Africa Features
Joy, lust for revenge in "Free Libya" (News Feature)
By dpa correspondents Feb 25, 2011, 14:26 GMT
Tobruk, Libya - Not even a sandstorm can make the people massing in Tobruk's Martyrs Square go home.
Cars, horns honking, circle the plaza, where an old Libyan monarchy flag has been placed along with photographs of people killed in the North African country's recent unrest.
They also include a picture of Mahdi Elias, a student executed in the square in 1984 as an enemy of Moamer Gaddafi's regime.
Some of the approximately 500 people gathered in the square to celebrate what they say is their city's liberation from 'Moamer's rogue regime' would like to see Gaddafi put to death soon too.

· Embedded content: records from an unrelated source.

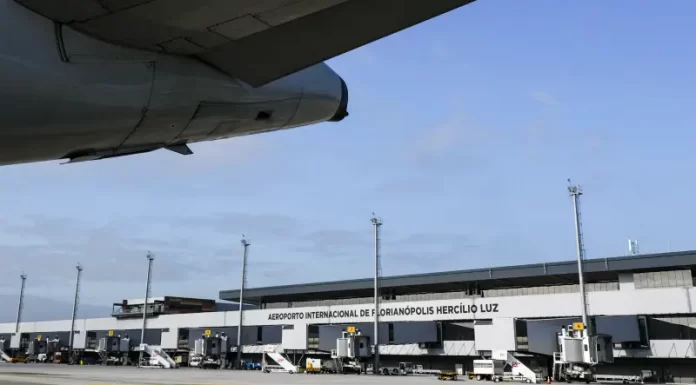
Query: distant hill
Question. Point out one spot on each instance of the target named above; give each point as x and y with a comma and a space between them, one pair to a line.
44, 309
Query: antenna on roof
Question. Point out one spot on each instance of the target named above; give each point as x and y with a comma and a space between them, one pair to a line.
633, 247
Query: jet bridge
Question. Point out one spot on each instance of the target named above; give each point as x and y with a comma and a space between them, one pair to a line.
275, 353
498, 339
4, 346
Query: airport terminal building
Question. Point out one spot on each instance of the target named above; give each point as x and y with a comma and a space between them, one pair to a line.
645, 302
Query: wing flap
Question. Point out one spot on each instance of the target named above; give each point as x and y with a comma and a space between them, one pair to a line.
292, 46
257, 41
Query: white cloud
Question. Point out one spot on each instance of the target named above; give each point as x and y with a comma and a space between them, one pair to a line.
544, 98
456, 143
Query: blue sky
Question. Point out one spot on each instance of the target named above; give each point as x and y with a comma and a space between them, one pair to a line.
462, 133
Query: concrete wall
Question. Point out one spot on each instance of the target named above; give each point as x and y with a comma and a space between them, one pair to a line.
413, 322
629, 302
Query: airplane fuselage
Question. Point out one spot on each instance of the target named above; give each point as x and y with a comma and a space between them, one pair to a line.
65, 95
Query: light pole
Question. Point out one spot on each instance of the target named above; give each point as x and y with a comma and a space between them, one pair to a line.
376, 223
74, 313
245, 250
150, 258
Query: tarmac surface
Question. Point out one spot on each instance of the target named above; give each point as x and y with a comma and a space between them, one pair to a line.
56, 374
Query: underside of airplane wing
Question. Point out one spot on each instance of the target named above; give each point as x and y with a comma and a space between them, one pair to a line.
257, 41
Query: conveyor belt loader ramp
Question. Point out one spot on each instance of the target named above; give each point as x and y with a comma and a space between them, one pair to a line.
158, 355
272, 352
520, 369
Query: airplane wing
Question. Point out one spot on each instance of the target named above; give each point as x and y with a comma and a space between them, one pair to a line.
257, 41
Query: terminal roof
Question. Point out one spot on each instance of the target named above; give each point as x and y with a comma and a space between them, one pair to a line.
539, 274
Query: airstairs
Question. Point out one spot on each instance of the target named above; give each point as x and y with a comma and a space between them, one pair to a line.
4, 356
272, 351
158, 357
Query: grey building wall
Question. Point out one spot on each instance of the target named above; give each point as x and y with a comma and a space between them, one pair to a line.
661, 279
671, 328
251, 335
152, 336
672, 278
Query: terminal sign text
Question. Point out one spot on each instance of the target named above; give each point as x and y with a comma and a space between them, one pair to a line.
385, 312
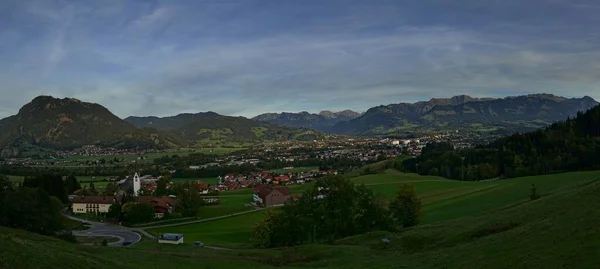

Calls for revenge punctuate the euphoria of their victory over soldiers and mercenaries sent by the government to quash anti-Gaddafi protests.
'We've torn down the wall of fear here. Now the fear is in Tripoli, with Gaddafi,' Abdulhamid Abu Bakr said.
The 53-year-old said he has a score to settle with Gaddafi. He claimed that as a young man, he spent a year and a half behind bars as a political prisoner and was tortured.
Abu Bakr says he is glad his countrymen in eastern Libya have shaken off a regime that enslaved them for decades while proclaiming 'the rule of the people.'
And he goes further: 'All Arab people should have the opportunity for self-determination,' he said.
Tobruk is littered with destruction. Intoxicated by their revolt, inhabitants of the city set most public buildings alight.
Members of newly formed self-defence militias proudly show journalists the building once housing the secret police, now gutted by fire.
After days without fresh bread, it is now being passed out for free on the street. People who heard the news on the local radio station, now calling itself Radio Free Tobruk, are flocking to get their share.
The director of Al Batnan Medical Centre, Abdulrasak Zidan, is also rejoicing. A few hours earlier, he received a relief shipment of medical supplies from Egypt. After days of violence and fear, he says he now sees things improving.
Saleh Fuad, an engineer working for Libya's state oil company, has hopes for economic progress in the east of the country, where the infrastructure is much worse than in the Tripoli region.
'We produce 300,000 barrels of oil a day in Tobruk,' he said. 'Where has the money gone? Into the pockets of Gaddafi and his family,' he said.
Billboards with the face of the 'Brother Leader,' a feature of every Libyan town, lay smashed in the Tobruk dust.
Gaddafi still controls the capital Tripoli and smaller cities in the west, but most people in Tobruk, Bayda, Benghazi, Derna and other eastern cities are convinced that his time is up.
They are already making plans for a march on Tripoli.